I like him best when his stories are complete in one book. But occasionally he gets an idea that he wants to spend some time with. The Hugo-winning Hominids was the merely the first third of his Neanderthal Parallax Trilogy. You had to read Humans and Hybrids to get, as the late Paul Harvey would have said, “the rest of the story.”
I always find it just a little annoying to finish reading a novel and then have to wait a year to find out what happens next. That being said, the first book in the WWW trilogy, Wake, released this month, should whet the appetites of readers for what is to come.
In this initial installment Sawyer introduces four different story lines.
Teenage Caitlin Decter, a transplanted Texan now living in Canada, is a mathematical genius, but she has been blind since birth. A Japanese researcher offers a chance for a cure. A computerized implant behind the eye might be able to unscramble the signals reaching Caitlin’s primary visual cortex. When the device is turned on, what Caitlin first sees is not the real world, but the inside of the World Wide Web: lines, angles, points and colors that resonate with her mathematical mind.
In a rural village in China, an outbreak of a virulent form of bird flu threatens the possibility of a pandemic. Rather than chance the spread of the disease, the Paramount Leader of the People’s Republic of China agrees to use a poison gas to kill the 10,000 people in the area. To avoid bad publicity, he orders shutting down access to the Internet for a period of time, so that the action can be covered up.

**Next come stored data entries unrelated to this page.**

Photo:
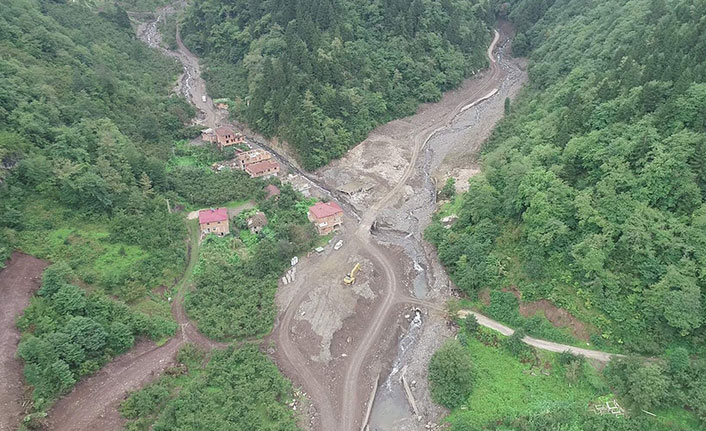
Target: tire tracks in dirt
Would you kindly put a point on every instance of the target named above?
(18, 281)
(351, 403)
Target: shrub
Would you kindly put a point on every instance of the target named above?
(451, 375)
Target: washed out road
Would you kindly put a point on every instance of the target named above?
(339, 409)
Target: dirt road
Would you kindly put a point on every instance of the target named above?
(93, 403)
(338, 388)
(18, 281)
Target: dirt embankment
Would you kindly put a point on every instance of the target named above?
(18, 281)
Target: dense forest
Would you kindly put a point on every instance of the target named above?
(322, 74)
(93, 154)
(86, 121)
(592, 191)
(68, 333)
(592, 195)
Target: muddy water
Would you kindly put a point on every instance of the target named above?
(391, 405)
(391, 409)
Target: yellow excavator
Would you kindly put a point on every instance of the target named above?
(350, 277)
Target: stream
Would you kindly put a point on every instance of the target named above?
(391, 409)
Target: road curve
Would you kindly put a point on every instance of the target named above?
(391, 296)
(540, 344)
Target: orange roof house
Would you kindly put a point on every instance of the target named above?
(214, 221)
(272, 191)
(326, 216)
(253, 156)
(257, 221)
(226, 136)
(264, 169)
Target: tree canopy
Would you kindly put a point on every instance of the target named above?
(593, 188)
(322, 74)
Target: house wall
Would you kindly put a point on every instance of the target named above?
(267, 173)
(326, 225)
(220, 227)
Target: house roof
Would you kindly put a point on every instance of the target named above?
(213, 215)
(271, 190)
(259, 219)
(325, 209)
(260, 167)
(224, 130)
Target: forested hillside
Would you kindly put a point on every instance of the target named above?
(592, 196)
(321, 74)
(88, 124)
(592, 191)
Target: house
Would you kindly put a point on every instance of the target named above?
(252, 156)
(326, 216)
(226, 136)
(208, 135)
(272, 191)
(214, 221)
(264, 169)
(256, 222)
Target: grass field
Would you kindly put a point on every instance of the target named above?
(505, 387)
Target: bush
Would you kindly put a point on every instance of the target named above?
(451, 375)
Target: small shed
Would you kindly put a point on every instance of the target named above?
(256, 222)
(272, 191)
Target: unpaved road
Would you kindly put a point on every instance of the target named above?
(339, 391)
(18, 281)
(93, 403)
(343, 406)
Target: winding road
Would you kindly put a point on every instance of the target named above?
(340, 407)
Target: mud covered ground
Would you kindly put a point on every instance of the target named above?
(18, 281)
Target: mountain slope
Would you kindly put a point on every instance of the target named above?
(322, 74)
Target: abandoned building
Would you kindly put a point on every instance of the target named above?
(214, 220)
(252, 156)
(272, 191)
(326, 216)
(223, 136)
(256, 222)
(264, 169)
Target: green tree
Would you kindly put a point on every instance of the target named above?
(449, 189)
(451, 375)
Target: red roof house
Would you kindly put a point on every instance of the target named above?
(326, 216)
(214, 221)
(271, 190)
(266, 168)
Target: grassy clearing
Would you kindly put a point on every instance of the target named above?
(505, 387)
(235, 389)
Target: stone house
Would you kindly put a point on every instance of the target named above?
(214, 221)
(272, 191)
(326, 216)
(226, 136)
(256, 222)
(264, 169)
(253, 156)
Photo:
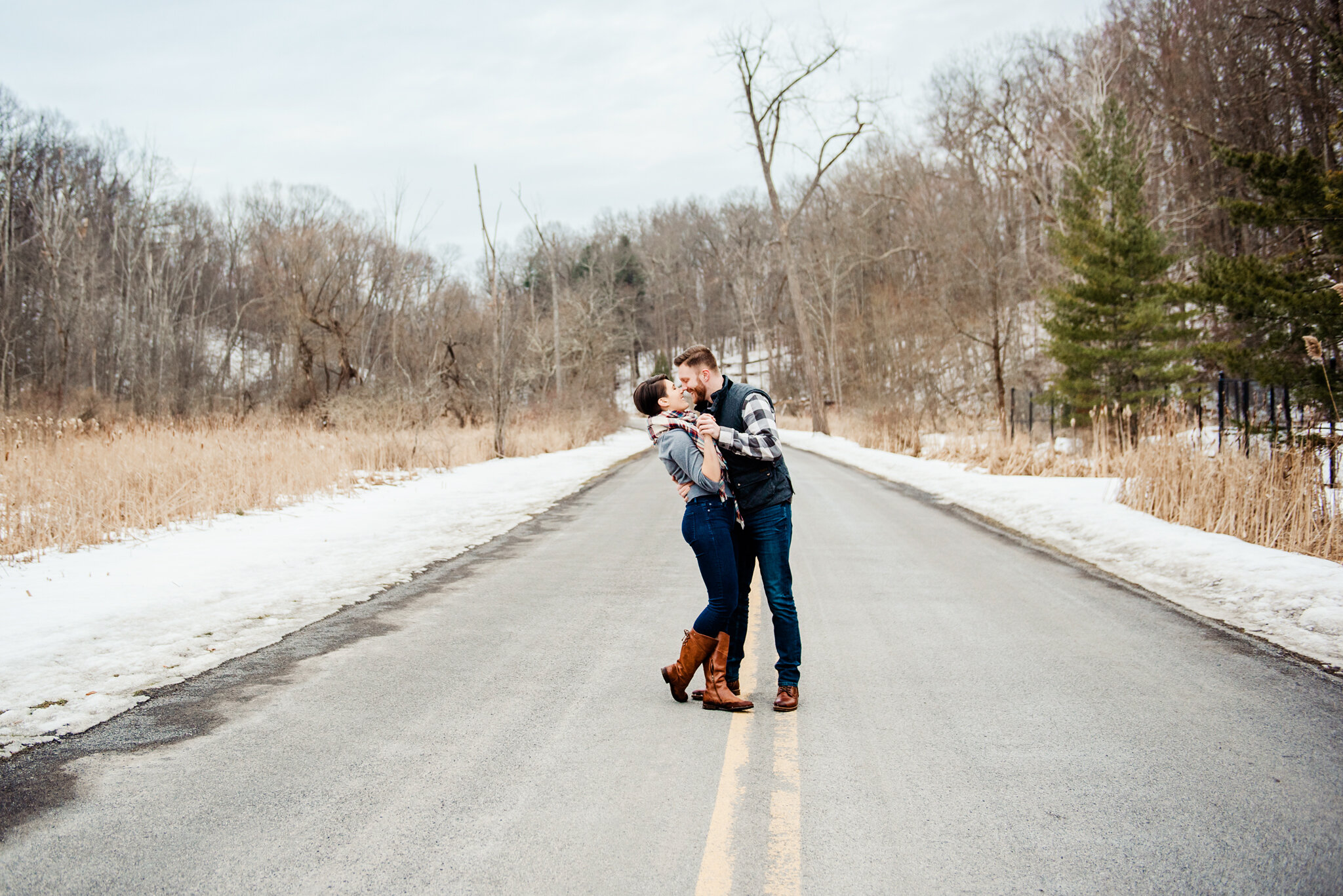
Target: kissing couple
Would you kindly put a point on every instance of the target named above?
(720, 442)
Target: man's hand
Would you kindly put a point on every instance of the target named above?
(684, 488)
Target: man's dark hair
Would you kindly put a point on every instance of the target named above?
(648, 393)
(697, 358)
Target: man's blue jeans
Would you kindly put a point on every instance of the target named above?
(767, 539)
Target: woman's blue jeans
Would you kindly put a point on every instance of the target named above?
(711, 528)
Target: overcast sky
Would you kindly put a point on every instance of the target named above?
(588, 106)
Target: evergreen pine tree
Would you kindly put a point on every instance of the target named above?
(1112, 322)
(1262, 308)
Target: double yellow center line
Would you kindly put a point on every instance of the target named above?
(785, 846)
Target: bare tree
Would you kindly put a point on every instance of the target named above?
(551, 246)
(769, 87)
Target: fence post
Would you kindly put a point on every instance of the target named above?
(1245, 414)
(1221, 408)
(1287, 413)
(1272, 419)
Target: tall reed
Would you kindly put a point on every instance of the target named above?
(70, 482)
(1272, 497)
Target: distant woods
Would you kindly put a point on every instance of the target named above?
(932, 275)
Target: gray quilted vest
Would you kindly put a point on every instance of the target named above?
(755, 482)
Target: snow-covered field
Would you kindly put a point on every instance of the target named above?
(1291, 600)
(81, 633)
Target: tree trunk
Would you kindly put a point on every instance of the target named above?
(810, 364)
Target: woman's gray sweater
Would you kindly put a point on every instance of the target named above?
(684, 461)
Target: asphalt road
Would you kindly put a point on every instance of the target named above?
(976, 718)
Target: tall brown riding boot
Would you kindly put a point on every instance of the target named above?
(716, 693)
(694, 649)
(734, 686)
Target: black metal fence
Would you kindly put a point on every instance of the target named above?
(1244, 410)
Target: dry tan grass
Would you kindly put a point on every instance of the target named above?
(70, 482)
(1279, 500)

At the Marcuse Institute in Southern California, a hybrid male chimpanzee named Hobo has become reasonably adept at American Sign Language. He even has conversations with an orangutan at another institute in Miami using webcams. The Institute has raised money by selling Hobo’s abstract paintings. But suddenly a strange thing happens: Hobo paints a portrait of his trainer. No chimp has painted a real picture before.
Meanwhile, an awareness is arising in the Internet. Fed by all of these scenarios, this entity is becoming sentient. And Caitlin, who is an ardent student of the life and works of Helen Keller, like Annie Sullivan, becomes its teacher.
Look for all of these stories to come together in the next two books in the WWW trilogy, Watch, next year, and Wonder, in 2011.